Wiktionary: military justice  - explanations of meanings, word origins, synonyms, translations

Individual evidence

  1. Central office-KDV
  2. Der Spiegel No. 25 of June 21, 2010, pp. 32-35: The great void. - Every year the state forces tens of thousands of young men into military service. The Bundeswehr has no use for them, they lam around in the barracks. While the government argued over the abolition of conscription, the recruits are fighting their main enemy: boredom.
  3. ^ German-Turks in the Bundeswehr. Speech-disabled ( memento from January 22, 2009 in the Internet Archive )
  4. Press release No. 1/2000. Judgment of the Court of Justice in Case C-285/98. European Union , January 11, 2000, accessed September 21, 2017 .
  5. Martin Rank: "The men in the military benefit from the women". In: taz . July 19, 2011, p. 5 , accessed September 21, 2017 .

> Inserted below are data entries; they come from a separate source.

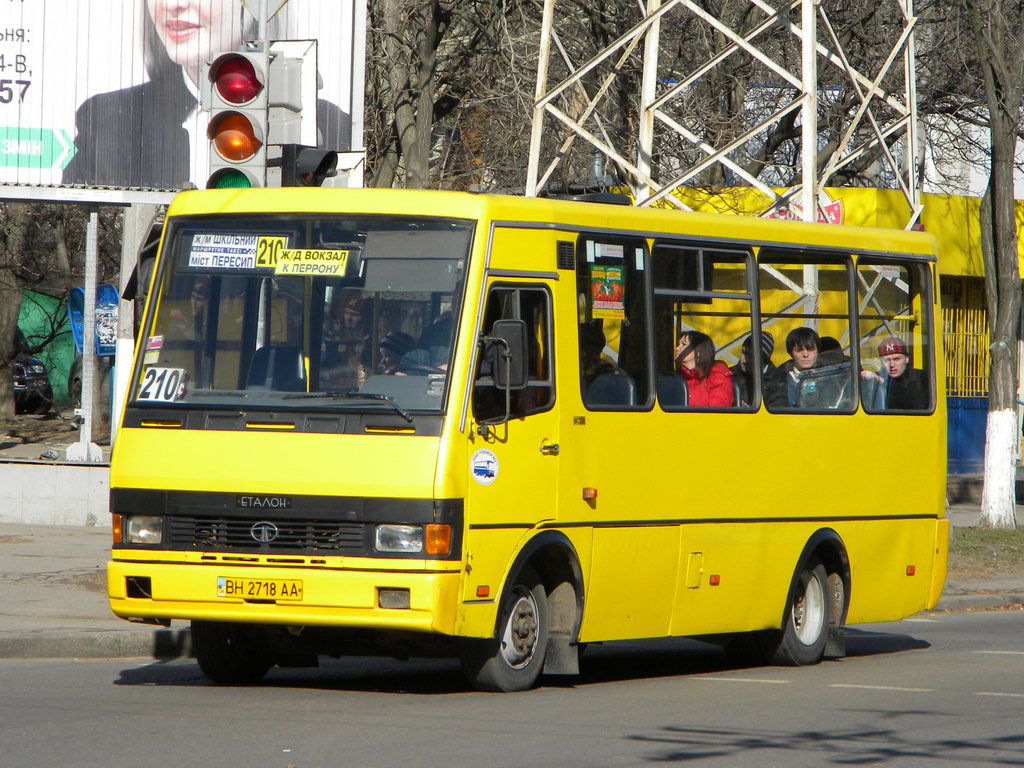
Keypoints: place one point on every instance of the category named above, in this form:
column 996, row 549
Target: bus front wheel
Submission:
column 226, row 654
column 514, row 659
column 802, row 639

  6. Stephan Maninger in Helena Carreiras, Gerhard Kümmel : Women in the Military and in Armed Conflict (=  series of publications by the Social Science Institute of the Bundeswehr . Volume 6 ). 1st edition. Springer VS , Wiesbaden 2008, ISBN 978-3-531-15834-1 , Women in Combat: Reconsidering the Case Against the Deployment of Women in Combat-Support and Combat Units, p. 9–27 (English, limited preview in Google Book Search).